Written for At the Same Time (2012)
We are at the end of something.
A state change.
Water to vapour, dispersed in the air.
I think I am only able to sit and write this now because I have to. Because time demands it.
By chance (or perhaps not chance at all), I found a package yesterday, amongst a collection of things I had stored over a year ago. The package contained all of our photographs: Colin and Oisín's, Steven and Dylan's, Ted's and mine. Ted and I had collected them after the first showing of At the Same Time here in Edmonton. We sent them to the UK for the show in Manchester but after some trouble at customs, they were returned to Canada. Concerned about damaging the photographs, I left them wrapped in brown paper and postal stamps, just as when they had left. Written across the back of the package in shaky black marker were the words, “Photographs. Do Not Bend!”
I am surrounded by artifacts.
Now, more than ever, I struggle to understand love. I have never doubted its existence. Only the powers we give it. The unrealistic abilities we ask of it.
Years ago, when this project was just an idea, At the Same Time felt like such an appropriate title. We were six men in relationships that were new but familiar. We were all photographing our experiences in love, intimacy, sex and wonder. We had never met but through the internet had discovered a commonality.
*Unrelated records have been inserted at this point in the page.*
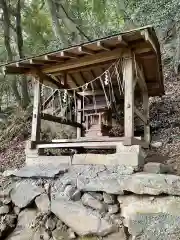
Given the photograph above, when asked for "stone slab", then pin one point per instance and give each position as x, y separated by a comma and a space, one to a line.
80, 219
151, 218
133, 159
55, 160
41, 170
23, 193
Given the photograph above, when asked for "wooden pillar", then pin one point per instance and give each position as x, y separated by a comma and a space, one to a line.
128, 101
79, 117
146, 113
36, 120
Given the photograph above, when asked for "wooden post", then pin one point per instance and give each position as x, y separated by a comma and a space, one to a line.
128, 101
146, 113
79, 117
36, 120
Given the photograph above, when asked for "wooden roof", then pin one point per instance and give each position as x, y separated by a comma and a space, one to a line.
82, 63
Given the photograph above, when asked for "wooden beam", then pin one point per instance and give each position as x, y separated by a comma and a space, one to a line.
147, 136
68, 55
141, 79
36, 121
135, 141
122, 41
128, 98
52, 118
86, 50
91, 93
53, 58
39, 61
79, 118
79, 144
87, 60
140, 115
103, 46
147, 37
48, 100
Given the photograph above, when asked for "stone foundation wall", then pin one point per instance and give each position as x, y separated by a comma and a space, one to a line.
90, 202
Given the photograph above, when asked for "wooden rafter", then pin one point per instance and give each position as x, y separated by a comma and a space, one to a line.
140, 115
103, 46
87, 60
122, 41
86, 50
53, 58
52, 118
68, 55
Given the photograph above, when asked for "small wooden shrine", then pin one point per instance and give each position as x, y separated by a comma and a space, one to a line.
91, 85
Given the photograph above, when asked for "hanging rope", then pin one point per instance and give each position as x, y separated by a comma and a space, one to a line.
68, 100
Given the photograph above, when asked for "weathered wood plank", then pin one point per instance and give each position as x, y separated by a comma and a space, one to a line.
79, 117
52, 118
135, 141
140, 115
146, 112
88, 139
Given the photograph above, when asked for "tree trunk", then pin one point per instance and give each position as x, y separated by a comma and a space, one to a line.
6, 27
24, 87
56, 24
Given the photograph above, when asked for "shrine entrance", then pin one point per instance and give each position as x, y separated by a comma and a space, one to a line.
93, 87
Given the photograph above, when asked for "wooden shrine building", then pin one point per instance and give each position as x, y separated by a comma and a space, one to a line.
89, 85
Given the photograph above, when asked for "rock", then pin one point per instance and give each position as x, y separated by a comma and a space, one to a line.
101, 184
6, 200
71, 234
156, 144
109, 198
4, 209
7, 224
43, 203
24, 193
117, 219
92, 202
72, 193
17, 210
148, 218
120, 235
98, 196
76, 195
50, 224
59, 224
152, 184
113, 208
82, 220
47, 170
153, 167
23, 230
58, 234
9, 173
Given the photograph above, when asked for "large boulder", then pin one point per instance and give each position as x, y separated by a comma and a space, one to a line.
47, 170
23, 230
43, 203
148, 218
152, 184
24, 193
7, 224
80, 219
92, 202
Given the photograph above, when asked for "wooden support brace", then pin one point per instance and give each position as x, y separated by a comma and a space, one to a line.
140, 115
146, 112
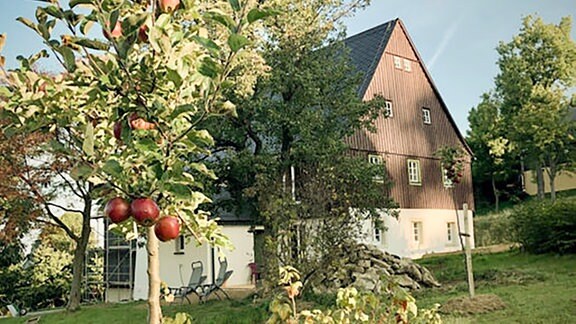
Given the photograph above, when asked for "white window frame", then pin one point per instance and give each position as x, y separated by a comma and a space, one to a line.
451, 232
426, 116
397, 62
417, 230
445, 180
414, 173
407, 65
388, 112
179, 245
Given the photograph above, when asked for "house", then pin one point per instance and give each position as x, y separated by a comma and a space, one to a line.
418, 124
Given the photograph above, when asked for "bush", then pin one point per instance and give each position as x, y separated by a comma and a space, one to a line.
544, 226
493, 229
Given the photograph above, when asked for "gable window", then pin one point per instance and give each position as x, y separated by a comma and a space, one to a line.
447, 181
417, 232
388, 109
407, 65
179, 245
426, 116
450, 231
397, 62
376, 159
414, 177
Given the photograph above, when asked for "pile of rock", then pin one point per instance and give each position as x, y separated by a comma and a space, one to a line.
363, 266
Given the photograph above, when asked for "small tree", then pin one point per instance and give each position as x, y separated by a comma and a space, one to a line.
159, 72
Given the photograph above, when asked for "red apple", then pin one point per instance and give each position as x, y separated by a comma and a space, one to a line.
168, 5
118, 210
143, 33
145, 211
167, 228
114, 33
118, 130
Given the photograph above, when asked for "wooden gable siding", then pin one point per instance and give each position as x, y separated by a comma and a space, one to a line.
405, 136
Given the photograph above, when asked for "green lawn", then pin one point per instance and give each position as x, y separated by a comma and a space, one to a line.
535, 288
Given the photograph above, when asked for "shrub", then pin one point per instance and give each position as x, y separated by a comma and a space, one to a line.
493, 229
544, 226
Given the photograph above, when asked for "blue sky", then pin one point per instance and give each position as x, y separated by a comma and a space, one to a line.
456, 38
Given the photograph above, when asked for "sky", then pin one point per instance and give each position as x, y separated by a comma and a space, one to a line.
455, 38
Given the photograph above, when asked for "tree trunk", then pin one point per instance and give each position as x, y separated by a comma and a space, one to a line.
496, 195
540, 180
79, 262
154, 310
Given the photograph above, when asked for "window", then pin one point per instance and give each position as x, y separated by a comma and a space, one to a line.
407, 65
417, 232
426, 116
179, 245
397, 62
447, 181
450, 231
414, 172
388, 109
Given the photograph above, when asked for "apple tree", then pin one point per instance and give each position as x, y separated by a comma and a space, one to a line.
124, 111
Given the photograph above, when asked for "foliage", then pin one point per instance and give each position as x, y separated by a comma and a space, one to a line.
537, 68
493, 229
394, 306
284, 155
543, 227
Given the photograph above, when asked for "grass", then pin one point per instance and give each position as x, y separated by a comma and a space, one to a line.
535, 289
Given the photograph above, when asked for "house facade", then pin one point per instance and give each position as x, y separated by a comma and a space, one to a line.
416, 125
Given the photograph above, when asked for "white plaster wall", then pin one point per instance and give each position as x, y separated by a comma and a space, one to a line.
399, 238
175, 269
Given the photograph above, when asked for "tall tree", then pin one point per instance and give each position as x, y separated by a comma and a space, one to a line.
536, 69
493, 161
285, 157
162, 68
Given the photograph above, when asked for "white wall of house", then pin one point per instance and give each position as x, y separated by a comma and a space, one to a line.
175, 264
419, 231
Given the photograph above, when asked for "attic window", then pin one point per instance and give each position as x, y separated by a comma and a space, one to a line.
407, 65
388, 113
426, 117
397, 62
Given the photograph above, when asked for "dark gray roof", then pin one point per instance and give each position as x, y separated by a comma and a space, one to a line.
366, 49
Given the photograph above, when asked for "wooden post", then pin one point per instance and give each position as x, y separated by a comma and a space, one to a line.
468, 251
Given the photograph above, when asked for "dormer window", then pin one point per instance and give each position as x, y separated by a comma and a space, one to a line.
426, 116
388, 113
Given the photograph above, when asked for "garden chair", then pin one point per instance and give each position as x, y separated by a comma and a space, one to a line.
195, 282
215, 287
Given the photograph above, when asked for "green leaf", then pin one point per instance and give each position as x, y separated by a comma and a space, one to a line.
74, 3
207, 43
257, 14
88, 144
91, 43
235, 5
81, 171
113, 168
237, 42
208, 68
221, 19
69, 59
180, 191
54, 12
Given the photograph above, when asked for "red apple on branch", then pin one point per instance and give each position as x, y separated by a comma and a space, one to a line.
118, 210
168, 5
167, 228
145, 211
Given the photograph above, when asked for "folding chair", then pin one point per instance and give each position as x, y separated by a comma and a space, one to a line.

It seemed that love had synchronized us, as individuals, as couples and as a group.
Now years later, our experiences are so clearly different. Colin and Oisín are no longer together (I have difficulty now referring to them now as Quinnford and Scout). For me, their images are the hardest to look at. Harder than even my own. Steven and Dylan move forward, filling my head with mystery. I have met them both on multiple occasions but the photographs they share reveal wonders, parts of them I do not know. Like Colin and Oisín, Ted and I have separated. Ted is in New York and I am here. As with most of our challenges, we struggle quietly.
The internet pokes holes in the distance that separates us all. We monitor each other in various ways. Aware of some of the events in each other's lives. Oblivious to others.
In spite of the warning we wrote to ourselves, we have bent.
But the photographs survive. They persist. What once seemed so fragile, now seems impervious. Or is it the other way around?
When I emailed everyone, proposing this project, things were quite innocent. We were immersed in beginnings. At the Same Time was supposed to represent the parallels that I think we all recognized in each other. We were moving side by side, unrestricted by borders and bound by experience. Floating across surfaces and screens.
For me, At the Same Time now represents something else. I am living a life without Ted but I bring him with me. My experiences now are not overwriting my experiences with him. They live next to each other. We are always beginning. Always eating in Chinatown late at night. Always showering in Brooklyn. Always crying under bridges.
We are all building lives next to the photographs in this book.
And so I find myself trying to put the finishing touches on something that is unfinishable.
We are changing, each of us.
Nothing is predictable. Nothing is charted. But we move forward.
Not side by side. But at the same time.
Water droplets on surfaces and screens. Evaporating into the air.